The reward signal for AIRL is not correct.

Stanford-ILIAD / Confidence-Aware-Imitation-Learning

MIT License

32 stars 4 forks source link

The reward signal for AIRL is not correct. #1

Closed Altriaex closed 1 year ago

Altriaex commented 1 year ago

Hi, I notice that the implementation for AIRL is not correct. You happens to use the reward signal for GAIL here.

https://github.com/Stanford-ILIAD/Confidence-Aware-Imitation-Learning/blob/1d8af0e4ab87a025885133a2384d5a937329b2f5/cail/network/disc.py#L203

It should be F.logsigmoid(logits)-F.logsigmoid(-logits), or simply logits.

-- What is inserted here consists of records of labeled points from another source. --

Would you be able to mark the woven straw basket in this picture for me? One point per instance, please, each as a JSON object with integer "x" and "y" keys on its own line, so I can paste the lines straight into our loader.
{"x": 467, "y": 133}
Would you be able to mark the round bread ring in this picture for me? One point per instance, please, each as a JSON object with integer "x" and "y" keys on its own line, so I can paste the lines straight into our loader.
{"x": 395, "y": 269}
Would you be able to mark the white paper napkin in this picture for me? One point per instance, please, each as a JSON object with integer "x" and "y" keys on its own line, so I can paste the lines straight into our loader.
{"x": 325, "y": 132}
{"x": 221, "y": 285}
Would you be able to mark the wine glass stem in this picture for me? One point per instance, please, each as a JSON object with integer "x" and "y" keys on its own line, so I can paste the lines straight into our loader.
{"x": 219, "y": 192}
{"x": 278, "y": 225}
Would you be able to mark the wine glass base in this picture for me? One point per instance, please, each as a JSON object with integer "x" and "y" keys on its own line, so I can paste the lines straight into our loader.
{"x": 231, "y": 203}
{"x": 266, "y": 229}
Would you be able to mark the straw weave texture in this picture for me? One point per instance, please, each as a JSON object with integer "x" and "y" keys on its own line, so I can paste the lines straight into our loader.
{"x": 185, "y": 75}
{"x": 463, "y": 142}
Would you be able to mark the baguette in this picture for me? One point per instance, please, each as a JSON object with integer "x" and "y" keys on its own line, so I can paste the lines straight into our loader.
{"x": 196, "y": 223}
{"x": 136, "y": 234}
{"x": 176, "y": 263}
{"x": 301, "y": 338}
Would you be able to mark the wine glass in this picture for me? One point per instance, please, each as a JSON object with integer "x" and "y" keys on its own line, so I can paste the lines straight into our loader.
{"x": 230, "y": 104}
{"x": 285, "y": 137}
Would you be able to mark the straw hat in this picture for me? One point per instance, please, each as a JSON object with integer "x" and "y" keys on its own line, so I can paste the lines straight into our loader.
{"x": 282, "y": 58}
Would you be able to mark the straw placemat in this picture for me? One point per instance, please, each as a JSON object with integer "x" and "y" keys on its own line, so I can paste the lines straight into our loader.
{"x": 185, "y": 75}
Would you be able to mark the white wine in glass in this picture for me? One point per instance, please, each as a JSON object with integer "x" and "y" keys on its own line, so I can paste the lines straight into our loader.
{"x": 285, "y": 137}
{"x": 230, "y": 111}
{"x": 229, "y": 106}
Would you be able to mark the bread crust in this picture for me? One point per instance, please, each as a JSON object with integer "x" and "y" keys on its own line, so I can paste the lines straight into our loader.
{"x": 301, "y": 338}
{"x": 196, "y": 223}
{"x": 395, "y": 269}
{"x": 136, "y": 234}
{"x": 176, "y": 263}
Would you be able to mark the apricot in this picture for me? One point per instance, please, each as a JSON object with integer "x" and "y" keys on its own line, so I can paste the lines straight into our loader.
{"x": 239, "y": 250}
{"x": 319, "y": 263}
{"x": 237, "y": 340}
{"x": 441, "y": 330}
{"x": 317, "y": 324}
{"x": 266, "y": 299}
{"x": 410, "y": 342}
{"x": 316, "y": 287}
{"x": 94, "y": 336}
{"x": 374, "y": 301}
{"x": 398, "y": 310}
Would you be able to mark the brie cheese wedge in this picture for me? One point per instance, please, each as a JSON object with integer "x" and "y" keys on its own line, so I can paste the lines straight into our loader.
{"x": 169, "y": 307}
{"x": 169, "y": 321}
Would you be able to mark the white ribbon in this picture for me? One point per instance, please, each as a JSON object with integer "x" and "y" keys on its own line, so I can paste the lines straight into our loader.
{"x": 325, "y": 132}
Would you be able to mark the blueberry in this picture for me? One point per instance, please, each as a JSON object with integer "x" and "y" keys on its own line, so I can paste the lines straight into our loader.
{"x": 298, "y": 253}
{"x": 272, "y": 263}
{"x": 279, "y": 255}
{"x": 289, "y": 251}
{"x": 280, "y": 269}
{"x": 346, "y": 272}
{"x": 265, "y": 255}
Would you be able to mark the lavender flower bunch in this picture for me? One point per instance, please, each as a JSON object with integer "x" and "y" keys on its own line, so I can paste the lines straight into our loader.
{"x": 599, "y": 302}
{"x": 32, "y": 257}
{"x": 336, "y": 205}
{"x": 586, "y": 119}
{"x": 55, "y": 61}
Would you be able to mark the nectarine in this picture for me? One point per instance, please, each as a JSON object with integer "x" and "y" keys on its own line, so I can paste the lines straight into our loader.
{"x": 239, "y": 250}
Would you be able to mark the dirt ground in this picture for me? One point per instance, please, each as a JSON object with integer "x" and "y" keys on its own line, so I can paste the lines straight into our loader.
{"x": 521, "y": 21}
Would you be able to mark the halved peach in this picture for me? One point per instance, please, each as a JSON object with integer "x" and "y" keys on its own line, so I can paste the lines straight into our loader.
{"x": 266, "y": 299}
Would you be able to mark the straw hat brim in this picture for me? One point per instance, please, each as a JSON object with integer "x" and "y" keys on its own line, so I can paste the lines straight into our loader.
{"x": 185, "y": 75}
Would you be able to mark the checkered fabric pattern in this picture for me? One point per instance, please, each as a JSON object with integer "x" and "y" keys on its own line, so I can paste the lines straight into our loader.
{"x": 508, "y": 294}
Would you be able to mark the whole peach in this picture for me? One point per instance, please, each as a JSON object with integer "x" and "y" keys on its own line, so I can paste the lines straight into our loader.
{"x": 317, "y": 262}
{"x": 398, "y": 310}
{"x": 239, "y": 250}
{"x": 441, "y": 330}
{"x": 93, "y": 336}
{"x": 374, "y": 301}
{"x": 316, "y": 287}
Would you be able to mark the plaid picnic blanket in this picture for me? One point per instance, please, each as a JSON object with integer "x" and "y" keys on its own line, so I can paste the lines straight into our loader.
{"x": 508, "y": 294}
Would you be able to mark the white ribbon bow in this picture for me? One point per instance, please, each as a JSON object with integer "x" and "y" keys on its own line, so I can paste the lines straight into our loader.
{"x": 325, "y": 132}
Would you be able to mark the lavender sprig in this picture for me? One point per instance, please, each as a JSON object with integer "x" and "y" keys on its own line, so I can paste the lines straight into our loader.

syzhang092218-source commented 1 year ago

Hi thanks for pointing this out! Yes you are right. We are running all the experiments based on the correct AIRL reward now and will update that once finish.

syzhang092218-source commented 1 year ago

Thank you for pointing this out. Our AIRL implementation is based on the repo: https://github.com/toshikwa/gail-airl-ppo.pytorch/. We believe the repo is well-tuned with the new AIRL reward function that if we change that, the performance will drop significantly. With the new reward function, everything works fine. The new reward function is positively correlated with logits, so this won't cause problems. If we want to change that, a large amout of fine-tuning work will be needed.

Altriaex commented 1 year ago

Thanks. As it causes confusions to readers, it will be nice if you can document this point somewhere, e.g. the paper uploaded to arXiv.